Javier Cámara hizo el papel de un conserje en la película Alegre ma non tropo (1995), con el genial Luis Ciges. 
Y llegamos a la meta porque Luis Ciges había rodado en 1988 la película Sinatra al lado de Alfredo Landa.
(Susan - Tim - Javier- Luis - Alfredo: 4 pasos)

¿Verdad que visto sobre el papel sobre la pantalla no es tan difícil?

Antes de despedirme me complace presentar los dos retos que me dejaron en los comentarios de la entrada anterior.

EL RETO DE CONXITA: DE EDUARDO GÓMEZ A MERYL STREEP

Me quisiste pillar, ¿eh, Conxita?
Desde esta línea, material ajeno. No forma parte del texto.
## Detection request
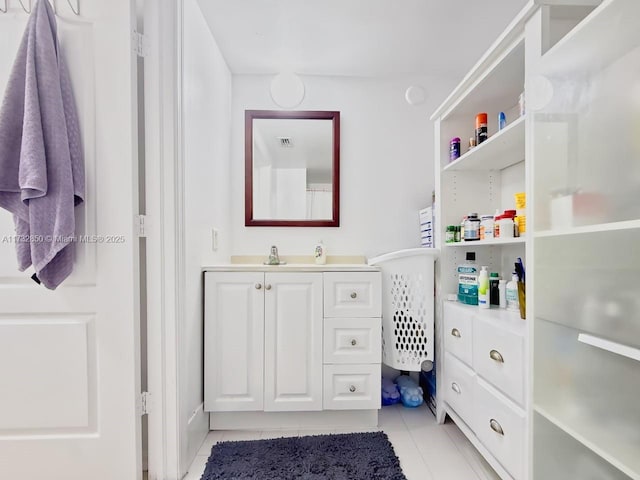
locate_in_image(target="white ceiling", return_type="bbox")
[199,0,526,77]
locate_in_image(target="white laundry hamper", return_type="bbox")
[368,248,439,372]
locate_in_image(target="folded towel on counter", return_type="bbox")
[0,0,84,289]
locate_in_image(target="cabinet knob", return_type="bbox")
[489,418,504,435]
[489,350,504,363]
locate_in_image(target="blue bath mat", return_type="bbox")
[201,432,406,480]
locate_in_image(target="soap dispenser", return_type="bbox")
[313,240,327,265]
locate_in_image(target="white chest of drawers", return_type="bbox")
[441,302,527,480]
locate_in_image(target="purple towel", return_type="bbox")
[0,0,84,289]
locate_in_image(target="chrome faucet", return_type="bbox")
[268,245,280,265]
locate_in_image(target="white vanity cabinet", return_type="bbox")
[204,265,381,428]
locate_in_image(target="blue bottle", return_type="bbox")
[498,112,507,131]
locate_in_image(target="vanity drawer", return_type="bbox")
[323,364,381,410]
[324,317,382,363]
[444,302,473,366]
[444,352,476,430]
[473,318,525,405]
[474,377,526,480]
[324,272,381,317]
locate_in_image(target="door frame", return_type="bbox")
[142,0,189,480]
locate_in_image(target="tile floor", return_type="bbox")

Pero te sorprenderá saber lo pronto que pueden enlazarse.
 
Eduardo Gómez  tuvo un papel en Torrente 3, de Santiago Segura, y éste, para la quinta entrega: Torrente 5: Operación Eurovegas (2014) pidió a Alec Baldwin que participara. 
Y con un actor norteamericano de renombre solo faltaba un paso para llegar a Meryl Streep: su película de 2009 No es tan fácil  
(¿A que no es tan difícil?)


(Eduardo, Santiago, Alec, Meryl: tres pasos)


EL RETO DE ÁNGELES: DE CHIQUITO DE LA CALZADA A BETTE DAVIS

"Espero de corazón que no encuentres ninguna conexión entre ambos", me dice Ángeles

Pues veamos...

Chiquito Jandemoor grabó en 2004 una película (o algo así) llamada Franky Banderas. 
El protagonista, Juan Luis Galiardo, (que hacía el papel de Avelino Lechuga, con esto te harás una idea de la seriedad del asunto) trabajó junto a José Ferrer en El clan de los inmorales (1974) 
Con José Ferrer damos el necesario salto a las Américas, y este actor portorriqueño nos viene de perlas porque trabajó con grandes estrellas. 
Con Mia Farrow, por ejemplo, en La comedia sexual de una noche de verano (1982)
Aunque para estrellas las que compartían reparto con Mia Farrow  en una película de 1978: Muerte en el Nilo, adaptación de la novela de Agatha Christie. En aquella película estaban Peter Ustinov, David Niven, Angela Lansbury... y aquella gran actriz de los ojos saltones... ¿cómo se llamaba? ¡Ah, eso es, Bette Davis!